I'm curious about this. I've heard of interpretations of quantum theory in which the wave function $\psi$ is taken as representing knowledge, or information (e.g. "Quantum Bayesianism"), about the physical parameters of a particle like its position and momentum, and thus things like the famous "wave function collapse" are taken as simply an update of knowledge due to new information received about the system. Moreover, with the Bayesian interpretation you can say a prior wave function before a measurement could also incorporate assumed knowledge as opposed to that actually received from the environment.

However, what I don't get is this. I also notice there's a thing called a "mixed state" or "density matrix" where you end up with a classical (i.e. not complex number-based, or norm-1 real, not norm-2 complex, probability) probability distribution among a wide panoply of wave functions, representing uncertain knowledge in what wave function it actually is, such as in the case of describing one particle of an entangled system (which has a composite wave function $\psi(x_1, x_2)$ and so the wave function $\psi_1(x_1)$ depends on specifically what value attains for $x_2$ which is unknown, and conversely), or where that a system is interacting with the macroscopic environment, or where there is uncertainty in how the system was prepared.

Yet it seems if we interpret the first wave function as knowledge, then the density matrix becomes some kind of redundant-seeming "knowledge about knowledge", which makes no sense.

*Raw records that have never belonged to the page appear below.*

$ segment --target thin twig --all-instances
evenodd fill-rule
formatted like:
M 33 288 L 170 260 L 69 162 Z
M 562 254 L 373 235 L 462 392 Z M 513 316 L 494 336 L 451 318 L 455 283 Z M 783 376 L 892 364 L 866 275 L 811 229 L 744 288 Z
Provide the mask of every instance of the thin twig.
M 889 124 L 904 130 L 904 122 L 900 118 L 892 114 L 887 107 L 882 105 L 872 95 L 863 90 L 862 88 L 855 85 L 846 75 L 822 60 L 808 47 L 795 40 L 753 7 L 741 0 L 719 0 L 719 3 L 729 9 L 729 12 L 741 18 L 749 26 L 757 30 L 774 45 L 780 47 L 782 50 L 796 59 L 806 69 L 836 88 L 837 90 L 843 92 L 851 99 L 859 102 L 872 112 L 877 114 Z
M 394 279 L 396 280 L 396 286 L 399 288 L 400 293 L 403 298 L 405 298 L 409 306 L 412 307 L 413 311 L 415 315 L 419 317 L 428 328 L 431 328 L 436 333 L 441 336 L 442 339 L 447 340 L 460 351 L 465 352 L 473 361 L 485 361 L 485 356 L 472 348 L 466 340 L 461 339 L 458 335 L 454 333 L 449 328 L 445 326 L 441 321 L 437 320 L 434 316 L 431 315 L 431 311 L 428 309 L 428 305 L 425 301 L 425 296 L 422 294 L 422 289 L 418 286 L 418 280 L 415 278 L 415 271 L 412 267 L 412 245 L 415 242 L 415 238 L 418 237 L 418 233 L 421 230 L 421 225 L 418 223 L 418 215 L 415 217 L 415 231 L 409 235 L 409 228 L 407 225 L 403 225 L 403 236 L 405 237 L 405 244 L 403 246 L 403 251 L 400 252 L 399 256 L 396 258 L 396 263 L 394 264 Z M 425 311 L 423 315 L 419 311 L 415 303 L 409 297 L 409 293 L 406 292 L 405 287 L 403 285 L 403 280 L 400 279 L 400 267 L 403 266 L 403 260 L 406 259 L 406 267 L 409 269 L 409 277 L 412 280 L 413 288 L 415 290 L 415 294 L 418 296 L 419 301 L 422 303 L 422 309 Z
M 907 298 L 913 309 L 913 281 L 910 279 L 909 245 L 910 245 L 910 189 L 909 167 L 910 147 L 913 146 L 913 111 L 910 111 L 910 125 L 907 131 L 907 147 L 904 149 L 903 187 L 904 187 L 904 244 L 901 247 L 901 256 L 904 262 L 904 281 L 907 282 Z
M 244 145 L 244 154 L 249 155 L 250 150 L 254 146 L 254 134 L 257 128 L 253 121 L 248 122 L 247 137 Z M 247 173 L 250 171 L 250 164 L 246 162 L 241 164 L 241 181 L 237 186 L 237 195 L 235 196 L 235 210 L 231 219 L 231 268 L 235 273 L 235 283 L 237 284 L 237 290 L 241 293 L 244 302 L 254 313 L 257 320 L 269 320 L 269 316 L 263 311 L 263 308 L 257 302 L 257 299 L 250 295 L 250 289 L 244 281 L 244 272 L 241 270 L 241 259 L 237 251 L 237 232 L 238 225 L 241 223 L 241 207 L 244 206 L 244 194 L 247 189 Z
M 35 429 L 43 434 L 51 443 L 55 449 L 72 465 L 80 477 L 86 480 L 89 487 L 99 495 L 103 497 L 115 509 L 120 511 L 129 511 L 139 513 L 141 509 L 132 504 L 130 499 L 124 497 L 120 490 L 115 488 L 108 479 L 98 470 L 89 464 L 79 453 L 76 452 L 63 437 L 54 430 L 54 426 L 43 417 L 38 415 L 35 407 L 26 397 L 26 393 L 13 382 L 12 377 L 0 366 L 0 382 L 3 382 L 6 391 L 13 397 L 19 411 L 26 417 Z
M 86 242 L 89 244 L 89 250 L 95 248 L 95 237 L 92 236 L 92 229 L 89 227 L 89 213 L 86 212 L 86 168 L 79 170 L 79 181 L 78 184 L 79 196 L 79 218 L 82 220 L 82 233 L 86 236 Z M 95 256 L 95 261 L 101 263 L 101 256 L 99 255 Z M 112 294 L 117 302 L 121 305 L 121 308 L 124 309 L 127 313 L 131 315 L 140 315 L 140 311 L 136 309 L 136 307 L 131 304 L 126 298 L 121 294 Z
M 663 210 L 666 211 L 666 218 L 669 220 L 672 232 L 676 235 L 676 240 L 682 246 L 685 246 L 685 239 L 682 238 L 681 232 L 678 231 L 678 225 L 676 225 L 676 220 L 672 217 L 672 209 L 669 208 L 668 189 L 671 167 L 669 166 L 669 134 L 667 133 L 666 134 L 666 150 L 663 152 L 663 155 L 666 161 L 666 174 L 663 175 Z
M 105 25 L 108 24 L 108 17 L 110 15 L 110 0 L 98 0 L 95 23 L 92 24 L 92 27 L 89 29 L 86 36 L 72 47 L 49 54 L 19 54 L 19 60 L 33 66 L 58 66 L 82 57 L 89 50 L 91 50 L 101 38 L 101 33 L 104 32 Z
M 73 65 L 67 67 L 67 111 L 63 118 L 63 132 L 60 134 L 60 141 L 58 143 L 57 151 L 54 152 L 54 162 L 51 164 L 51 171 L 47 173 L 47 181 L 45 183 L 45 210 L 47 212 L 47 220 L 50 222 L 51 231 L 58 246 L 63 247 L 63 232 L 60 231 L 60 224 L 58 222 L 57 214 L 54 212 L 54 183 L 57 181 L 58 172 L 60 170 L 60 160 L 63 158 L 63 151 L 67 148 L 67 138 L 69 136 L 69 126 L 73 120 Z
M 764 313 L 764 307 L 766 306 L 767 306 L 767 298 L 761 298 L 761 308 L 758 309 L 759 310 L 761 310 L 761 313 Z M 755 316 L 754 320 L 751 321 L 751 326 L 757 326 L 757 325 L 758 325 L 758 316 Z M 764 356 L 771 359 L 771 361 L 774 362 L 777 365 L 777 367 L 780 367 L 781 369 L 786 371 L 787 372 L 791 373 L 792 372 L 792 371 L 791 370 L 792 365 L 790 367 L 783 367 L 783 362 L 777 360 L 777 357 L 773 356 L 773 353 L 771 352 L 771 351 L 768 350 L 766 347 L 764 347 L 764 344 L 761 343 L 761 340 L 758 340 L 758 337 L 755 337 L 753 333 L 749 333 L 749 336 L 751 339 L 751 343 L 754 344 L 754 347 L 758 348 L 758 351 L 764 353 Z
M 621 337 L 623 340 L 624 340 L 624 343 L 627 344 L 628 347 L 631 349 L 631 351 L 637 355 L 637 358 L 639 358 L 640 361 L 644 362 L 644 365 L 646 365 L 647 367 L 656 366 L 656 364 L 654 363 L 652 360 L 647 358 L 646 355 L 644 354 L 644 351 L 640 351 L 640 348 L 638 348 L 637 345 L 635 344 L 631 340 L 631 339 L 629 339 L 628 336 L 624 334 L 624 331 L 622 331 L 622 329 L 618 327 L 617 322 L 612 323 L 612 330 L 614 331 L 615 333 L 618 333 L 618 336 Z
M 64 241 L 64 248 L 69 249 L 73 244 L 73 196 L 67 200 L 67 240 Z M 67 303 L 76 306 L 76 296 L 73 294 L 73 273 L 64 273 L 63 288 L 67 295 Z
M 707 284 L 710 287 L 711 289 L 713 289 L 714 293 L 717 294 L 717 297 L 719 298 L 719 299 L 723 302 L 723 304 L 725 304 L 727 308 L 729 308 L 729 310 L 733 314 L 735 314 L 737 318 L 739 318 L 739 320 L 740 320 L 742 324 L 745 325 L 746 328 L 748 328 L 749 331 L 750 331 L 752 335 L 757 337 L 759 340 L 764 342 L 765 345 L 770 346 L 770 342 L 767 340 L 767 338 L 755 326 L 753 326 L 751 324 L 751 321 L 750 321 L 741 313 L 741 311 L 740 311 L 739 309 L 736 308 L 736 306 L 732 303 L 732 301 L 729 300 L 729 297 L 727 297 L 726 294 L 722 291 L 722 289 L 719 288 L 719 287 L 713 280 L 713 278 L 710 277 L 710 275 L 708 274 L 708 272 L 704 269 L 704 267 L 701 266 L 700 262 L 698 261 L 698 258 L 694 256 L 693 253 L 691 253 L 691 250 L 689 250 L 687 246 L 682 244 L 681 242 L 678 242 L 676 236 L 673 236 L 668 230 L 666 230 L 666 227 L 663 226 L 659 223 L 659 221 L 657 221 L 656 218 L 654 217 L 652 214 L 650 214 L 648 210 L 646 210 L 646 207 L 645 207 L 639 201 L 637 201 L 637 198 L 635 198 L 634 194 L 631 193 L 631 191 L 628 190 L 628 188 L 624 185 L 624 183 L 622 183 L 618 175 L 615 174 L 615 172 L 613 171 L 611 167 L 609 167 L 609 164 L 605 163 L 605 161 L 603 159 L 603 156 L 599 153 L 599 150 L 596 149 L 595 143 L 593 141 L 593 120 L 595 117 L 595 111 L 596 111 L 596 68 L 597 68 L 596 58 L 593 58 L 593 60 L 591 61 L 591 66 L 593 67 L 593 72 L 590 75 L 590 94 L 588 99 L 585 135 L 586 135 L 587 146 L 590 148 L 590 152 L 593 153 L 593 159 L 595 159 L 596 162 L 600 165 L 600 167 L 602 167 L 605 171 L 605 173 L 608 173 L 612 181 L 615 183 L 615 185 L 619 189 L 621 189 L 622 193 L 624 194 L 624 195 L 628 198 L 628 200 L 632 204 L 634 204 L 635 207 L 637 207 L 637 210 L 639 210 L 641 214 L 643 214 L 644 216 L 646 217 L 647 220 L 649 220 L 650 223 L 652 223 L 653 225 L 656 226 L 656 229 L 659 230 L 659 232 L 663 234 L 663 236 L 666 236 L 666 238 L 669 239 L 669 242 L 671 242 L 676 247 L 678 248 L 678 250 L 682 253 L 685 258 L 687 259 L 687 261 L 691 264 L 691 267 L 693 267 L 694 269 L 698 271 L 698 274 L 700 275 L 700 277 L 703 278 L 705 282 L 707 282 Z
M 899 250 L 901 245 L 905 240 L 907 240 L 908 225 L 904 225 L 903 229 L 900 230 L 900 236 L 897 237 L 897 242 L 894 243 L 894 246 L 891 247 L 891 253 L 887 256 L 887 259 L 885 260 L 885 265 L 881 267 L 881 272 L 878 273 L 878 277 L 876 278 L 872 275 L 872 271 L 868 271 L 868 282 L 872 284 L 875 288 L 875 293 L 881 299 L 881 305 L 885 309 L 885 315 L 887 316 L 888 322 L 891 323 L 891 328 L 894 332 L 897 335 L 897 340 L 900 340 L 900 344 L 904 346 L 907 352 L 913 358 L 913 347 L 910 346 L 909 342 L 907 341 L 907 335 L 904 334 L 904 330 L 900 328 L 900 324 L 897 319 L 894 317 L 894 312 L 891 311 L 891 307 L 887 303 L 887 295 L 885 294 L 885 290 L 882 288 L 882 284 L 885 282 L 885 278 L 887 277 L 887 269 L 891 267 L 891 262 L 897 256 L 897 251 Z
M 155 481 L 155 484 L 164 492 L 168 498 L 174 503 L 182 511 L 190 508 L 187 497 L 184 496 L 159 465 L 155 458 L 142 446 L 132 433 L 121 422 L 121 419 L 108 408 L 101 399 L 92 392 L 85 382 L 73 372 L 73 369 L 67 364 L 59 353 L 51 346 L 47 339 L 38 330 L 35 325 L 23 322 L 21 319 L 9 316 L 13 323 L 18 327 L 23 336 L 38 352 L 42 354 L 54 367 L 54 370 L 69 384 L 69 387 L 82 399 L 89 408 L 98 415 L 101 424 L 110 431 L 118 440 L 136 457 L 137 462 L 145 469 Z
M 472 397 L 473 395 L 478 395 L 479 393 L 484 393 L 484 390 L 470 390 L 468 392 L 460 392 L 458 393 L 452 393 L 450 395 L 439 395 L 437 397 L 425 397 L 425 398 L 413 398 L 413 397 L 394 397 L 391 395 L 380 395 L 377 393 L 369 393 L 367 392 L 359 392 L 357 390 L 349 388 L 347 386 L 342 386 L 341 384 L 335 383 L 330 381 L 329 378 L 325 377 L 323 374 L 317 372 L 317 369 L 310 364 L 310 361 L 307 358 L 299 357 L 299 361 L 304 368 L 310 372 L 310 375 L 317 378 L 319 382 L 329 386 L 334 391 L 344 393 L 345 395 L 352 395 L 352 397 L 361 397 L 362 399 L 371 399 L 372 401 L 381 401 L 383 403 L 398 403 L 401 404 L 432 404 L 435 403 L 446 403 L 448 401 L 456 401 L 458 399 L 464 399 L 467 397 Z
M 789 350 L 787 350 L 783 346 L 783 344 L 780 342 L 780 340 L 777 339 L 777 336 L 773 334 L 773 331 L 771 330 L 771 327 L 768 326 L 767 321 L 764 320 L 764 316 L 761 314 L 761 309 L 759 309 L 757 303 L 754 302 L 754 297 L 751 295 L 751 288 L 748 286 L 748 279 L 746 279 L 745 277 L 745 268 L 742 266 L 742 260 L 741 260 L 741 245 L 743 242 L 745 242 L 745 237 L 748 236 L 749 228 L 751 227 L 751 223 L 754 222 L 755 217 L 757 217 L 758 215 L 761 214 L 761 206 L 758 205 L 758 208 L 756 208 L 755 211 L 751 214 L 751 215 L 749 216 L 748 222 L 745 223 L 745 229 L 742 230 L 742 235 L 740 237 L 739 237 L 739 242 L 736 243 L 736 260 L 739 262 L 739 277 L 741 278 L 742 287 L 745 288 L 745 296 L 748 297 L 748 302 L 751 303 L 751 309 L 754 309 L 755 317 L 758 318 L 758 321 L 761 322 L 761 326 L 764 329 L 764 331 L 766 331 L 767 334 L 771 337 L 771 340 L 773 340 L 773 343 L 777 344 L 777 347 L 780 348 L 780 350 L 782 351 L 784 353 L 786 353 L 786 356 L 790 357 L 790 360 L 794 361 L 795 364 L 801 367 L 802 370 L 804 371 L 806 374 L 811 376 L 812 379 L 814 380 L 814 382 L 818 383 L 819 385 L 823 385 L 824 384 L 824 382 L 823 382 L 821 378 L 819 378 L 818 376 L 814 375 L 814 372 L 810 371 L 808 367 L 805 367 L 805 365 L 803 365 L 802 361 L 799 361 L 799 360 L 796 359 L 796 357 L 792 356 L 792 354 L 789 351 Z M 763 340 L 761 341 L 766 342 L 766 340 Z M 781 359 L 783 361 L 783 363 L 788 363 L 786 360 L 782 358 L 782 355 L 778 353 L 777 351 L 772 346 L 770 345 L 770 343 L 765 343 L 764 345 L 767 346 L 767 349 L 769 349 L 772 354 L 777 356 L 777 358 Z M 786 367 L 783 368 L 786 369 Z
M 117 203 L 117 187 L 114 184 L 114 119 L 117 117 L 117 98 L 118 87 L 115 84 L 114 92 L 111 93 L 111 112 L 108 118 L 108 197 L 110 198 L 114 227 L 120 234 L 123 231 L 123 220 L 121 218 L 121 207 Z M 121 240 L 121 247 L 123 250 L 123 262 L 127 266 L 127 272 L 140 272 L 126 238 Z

Does this mean the knowledge interpretation of a wave function itself is problematic, or is there some way to reconcile these two and explain why the density matrix is not redundant? It makes sense to consider it non-redundant in a "realist" interpretation where that $\psi$ is a physical wave or something like that, since then the DM straightfowardly becomes lack of knowledge about what the real physical wave is, but not where $\psi$ itself is still knowledge.

So what's up with this, anyways?

Answer 1

Quoting from the abstract of

Peres, Asher. "What is a state vector?." American Journal of Physics 52.7 (1984): 644-650.

"a state vector represents a procedure for preparing or testing one or more physical systems. "

In this sense a pure state thus represents a "perfect" preparation procedure, where all information about the state is known. In this same sense a mixed state is an imperfect preparation procedure, where some information about the state is not known. This imperfect knowledge is modelled as a statistical distribution of perfect procedures.

Answer 2

A wave function tells you the probability distribution of a particle. As you say, this probability distribution may be influenced by external factors, such as the presence of other particles or uncertainty about the nature of the system.

A mixed state $\Psi$ is a probability distribution on the state space. The density matrix tells you how likely it is to be in some state. Knowledge of a mixed state is not the same as knowledge of a state; you may be confounding a mixed state with its expected value $\mathbb E[\Psi]$, which is a pure state with the property that for all measurable sets $A$, $$(\mathbb E(\Psi))(A) = \mathbb E[\mathbb P(A)]$$ where the expected value on the right is taken over the state space w.r.t. the probability measure $\Psi$.